IEEE AC1A Exciter

Description of the IEEE AC1A Exciter component in Schematic Editor, which represents the field-controlled alternator-rectifier excitation systems designated Type AC1A.

Component Icon

Figure 1. IEEE AC1A Exciter icon

Description

This component represents the field-controlled alternator-rectifier excitation systems designated Type AC1A. These excitation systems consist of an alternator main exciter with non-controlled rectifiers. The exciter does not employ self-excitation, and the voltage regulator power is taken from a source that is not affected by external transients. The diode characteristic in the exciter output imposes a lower limit of zero on the exciter output voltage.

A block diagram of the AC1A exciter is shown below.

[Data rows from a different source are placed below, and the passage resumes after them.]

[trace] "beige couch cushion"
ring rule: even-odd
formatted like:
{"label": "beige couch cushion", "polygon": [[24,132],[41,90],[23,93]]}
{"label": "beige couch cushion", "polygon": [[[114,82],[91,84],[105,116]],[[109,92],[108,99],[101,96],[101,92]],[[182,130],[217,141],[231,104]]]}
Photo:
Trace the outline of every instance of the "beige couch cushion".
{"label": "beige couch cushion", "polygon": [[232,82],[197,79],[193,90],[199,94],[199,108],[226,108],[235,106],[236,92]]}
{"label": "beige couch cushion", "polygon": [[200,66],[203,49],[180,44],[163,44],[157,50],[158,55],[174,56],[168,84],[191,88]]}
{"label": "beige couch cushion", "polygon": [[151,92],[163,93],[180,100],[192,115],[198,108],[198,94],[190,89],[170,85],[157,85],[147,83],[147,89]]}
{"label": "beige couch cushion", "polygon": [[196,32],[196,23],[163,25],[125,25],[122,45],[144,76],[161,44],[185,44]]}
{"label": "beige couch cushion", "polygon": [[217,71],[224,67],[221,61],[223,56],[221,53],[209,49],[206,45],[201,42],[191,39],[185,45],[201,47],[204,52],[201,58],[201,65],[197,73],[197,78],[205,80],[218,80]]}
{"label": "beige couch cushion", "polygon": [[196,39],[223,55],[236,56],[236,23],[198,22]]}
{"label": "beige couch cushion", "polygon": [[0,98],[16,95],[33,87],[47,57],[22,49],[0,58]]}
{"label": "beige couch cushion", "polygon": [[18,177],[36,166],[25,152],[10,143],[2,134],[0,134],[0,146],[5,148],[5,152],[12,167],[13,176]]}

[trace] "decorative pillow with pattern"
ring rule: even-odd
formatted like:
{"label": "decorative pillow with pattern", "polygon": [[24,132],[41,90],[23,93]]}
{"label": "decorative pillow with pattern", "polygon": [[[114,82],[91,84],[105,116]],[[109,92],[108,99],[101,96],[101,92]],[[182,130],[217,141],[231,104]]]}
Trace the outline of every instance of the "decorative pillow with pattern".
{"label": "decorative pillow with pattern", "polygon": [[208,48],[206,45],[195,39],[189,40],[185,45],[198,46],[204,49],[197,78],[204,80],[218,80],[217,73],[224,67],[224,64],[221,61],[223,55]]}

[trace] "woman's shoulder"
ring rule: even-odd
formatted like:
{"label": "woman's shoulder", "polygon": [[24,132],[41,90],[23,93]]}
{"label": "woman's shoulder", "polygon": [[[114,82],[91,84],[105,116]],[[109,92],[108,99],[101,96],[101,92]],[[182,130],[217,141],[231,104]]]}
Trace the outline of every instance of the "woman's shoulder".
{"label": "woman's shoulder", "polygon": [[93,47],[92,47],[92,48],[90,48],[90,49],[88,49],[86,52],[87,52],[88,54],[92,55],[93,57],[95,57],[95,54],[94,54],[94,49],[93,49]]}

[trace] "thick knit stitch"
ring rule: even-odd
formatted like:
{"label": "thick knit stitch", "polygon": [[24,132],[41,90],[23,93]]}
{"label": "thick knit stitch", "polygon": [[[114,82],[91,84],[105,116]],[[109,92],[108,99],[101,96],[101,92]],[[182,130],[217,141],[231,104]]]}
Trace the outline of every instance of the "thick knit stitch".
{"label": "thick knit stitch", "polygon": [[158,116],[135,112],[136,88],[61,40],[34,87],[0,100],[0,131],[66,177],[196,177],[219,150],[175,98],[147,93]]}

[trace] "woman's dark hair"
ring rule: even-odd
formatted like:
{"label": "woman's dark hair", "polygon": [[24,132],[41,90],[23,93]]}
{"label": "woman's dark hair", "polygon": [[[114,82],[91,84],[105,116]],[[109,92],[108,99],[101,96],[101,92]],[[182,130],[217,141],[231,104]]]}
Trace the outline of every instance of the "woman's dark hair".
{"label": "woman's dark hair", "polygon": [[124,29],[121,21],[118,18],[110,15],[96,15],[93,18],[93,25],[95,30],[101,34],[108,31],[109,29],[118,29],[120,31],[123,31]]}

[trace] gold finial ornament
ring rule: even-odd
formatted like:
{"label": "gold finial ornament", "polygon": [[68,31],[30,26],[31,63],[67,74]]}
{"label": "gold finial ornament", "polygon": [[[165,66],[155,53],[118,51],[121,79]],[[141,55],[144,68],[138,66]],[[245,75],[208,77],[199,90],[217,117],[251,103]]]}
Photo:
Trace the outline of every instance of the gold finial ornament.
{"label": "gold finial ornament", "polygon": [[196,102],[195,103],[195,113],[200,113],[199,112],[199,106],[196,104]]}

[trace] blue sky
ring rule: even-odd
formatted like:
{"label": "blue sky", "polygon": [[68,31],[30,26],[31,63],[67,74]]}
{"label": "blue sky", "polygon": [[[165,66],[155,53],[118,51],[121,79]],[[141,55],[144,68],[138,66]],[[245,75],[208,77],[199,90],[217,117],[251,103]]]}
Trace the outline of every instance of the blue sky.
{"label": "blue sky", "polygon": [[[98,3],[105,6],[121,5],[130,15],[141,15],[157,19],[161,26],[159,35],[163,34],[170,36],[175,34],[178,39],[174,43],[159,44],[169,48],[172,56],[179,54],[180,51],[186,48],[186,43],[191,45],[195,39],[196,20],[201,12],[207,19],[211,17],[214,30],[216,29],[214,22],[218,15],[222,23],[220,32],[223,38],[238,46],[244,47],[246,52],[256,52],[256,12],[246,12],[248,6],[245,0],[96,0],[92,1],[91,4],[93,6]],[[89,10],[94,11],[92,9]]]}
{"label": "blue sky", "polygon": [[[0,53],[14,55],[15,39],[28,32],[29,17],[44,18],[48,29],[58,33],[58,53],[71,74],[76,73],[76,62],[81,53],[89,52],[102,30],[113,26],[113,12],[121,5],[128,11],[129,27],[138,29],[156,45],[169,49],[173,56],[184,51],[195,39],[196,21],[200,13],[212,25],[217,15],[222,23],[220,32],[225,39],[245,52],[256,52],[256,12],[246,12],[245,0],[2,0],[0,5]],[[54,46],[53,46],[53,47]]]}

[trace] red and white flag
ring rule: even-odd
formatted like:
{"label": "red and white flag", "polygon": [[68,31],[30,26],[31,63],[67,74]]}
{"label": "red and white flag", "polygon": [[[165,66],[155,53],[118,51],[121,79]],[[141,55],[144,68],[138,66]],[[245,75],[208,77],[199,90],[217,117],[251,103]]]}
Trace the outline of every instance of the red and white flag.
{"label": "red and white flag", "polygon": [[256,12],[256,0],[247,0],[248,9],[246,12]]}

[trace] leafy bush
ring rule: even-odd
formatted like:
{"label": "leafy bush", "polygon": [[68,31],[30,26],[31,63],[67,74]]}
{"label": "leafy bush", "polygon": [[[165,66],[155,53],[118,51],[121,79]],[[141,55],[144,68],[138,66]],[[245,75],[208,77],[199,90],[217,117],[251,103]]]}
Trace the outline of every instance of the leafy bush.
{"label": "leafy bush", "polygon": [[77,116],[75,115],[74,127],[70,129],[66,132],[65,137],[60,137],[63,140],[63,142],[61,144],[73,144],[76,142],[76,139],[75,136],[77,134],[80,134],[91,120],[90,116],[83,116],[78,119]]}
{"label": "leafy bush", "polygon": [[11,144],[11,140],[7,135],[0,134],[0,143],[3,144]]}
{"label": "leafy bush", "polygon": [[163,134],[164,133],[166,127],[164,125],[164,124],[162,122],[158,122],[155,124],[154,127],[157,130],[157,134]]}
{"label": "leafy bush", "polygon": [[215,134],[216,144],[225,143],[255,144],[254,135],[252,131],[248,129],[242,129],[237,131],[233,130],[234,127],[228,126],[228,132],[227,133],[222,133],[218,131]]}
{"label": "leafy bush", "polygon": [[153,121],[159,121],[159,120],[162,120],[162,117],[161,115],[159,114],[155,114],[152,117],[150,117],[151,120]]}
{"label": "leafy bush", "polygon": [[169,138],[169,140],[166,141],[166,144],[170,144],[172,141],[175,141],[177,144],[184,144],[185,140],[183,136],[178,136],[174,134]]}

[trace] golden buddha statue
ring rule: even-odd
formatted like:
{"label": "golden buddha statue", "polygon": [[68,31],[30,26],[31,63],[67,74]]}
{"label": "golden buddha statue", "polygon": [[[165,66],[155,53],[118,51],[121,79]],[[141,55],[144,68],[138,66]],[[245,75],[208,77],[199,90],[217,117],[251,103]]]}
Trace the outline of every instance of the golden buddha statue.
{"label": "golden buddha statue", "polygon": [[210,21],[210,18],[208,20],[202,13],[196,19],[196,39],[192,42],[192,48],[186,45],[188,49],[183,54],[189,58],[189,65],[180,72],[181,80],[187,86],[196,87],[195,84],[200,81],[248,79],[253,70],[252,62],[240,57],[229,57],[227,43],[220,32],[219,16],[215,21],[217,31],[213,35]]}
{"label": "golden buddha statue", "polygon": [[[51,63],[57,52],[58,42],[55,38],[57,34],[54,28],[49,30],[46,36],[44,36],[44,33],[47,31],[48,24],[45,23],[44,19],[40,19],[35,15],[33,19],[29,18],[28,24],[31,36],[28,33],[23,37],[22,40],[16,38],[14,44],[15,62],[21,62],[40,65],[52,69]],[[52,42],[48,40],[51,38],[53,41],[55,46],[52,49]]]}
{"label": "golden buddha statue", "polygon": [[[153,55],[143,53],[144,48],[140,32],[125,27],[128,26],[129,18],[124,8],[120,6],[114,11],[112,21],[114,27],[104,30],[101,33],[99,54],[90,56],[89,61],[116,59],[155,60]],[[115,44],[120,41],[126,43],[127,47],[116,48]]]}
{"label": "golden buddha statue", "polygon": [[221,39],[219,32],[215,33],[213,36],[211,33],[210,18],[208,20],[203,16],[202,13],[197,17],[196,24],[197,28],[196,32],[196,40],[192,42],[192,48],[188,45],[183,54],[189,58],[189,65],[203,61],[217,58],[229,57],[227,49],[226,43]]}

Figure 2. Block diagram of the AC1A exciter

Ports

  • Vpss (in)
    • Connect this input to a power system stabilizer to provide additional stabilization of power system oscillations.
      • Supported types: uint, int and real.
      • Vector support: no.
  • Vref (in)
    • The desired value, in pu, of the stator terminal voltage.
      • Supported types: uint, int and real.
      • Vector support: no.
  • Vt (in)
    • Output from the terminal voltage transducer and load compensator model described by this model as standard states.
      • Supported types: uint, int and real.
      • Vector support: no.
  • Vrmax (in)
    • Saturation upper limit of the voltage regulator in pu.
      • Supported types: uint, int and real.
      • Vector support: no.
  • Vrmin (in)
    • Saturation lower limit of the voltage regulator in pu.
      • Supported types: uint, int and real.
      • Vector support: no.
  • Vf (out)
    • Field voltage, in pu, for a Synchronous Machine block
      • Supported types: real.
      • Vector support: no.

Properties

  • Time constant Tr
    • Type in the terminal voltage transducer time constant. Set to 0 if terminal voltage measurement already accounts for measurement time delay.
  • Time constants Tb and Tc
    • Type in the time constants Tb and Tc that may be used to model equivalent time constants inherent in the voltage regulator. However, these time constants are frequently small enough to be neglected.
  • Major regulator gain Ka and time constant Ta
    • Type in the values of the major time constant, Ta, and the gain, Ka, represented by a first-order system associated with the voltage regulator.
  • Exciter gain Ke and time constant Te
    • Type in the values of the time constant, Te, and the gain, Ke, represented by a first-order system associated with the exciter.
  • Stabilization feedback gain Kf and time constant Tf
    • Type in the values of the time constant, Tf, and the gain, Kf, represented by a first-order system associated with the stabilization feedback which uses a signal derived from field voltage in order to provide excitation system stabilization.
  • Demagnetizing factor Kd
    • Type in the demagnetizing factor, which is a function of the exciter alternator reactance.
  • Rectifier loading factor Kc
    • Type in the rectifier loading factor, which is a gain proportional to the commutating reactance.
  • Initial terminal voltage and Initial field voltage
    • Type in the initial values of terminal voltage and field voltage, in pu.
  • Execution rate
    • Type in the desired signal processing execution rate. This value must be compatible with other signal processing components of the same circuit: the value must be a multiple of the fastest execution rate in the circuit. There can be up to four different execution rates, but they must all be multiple of the basic simulation timestep. To specify the execution rate, you can use either decimal (e.g. 0.001) or exponential values (e.g. 1e-3) in seconds. Alternatively, you can type in ‘inherit’ in which case the component will be assigned execution rate based on the execution rate of the components it is receiving input from.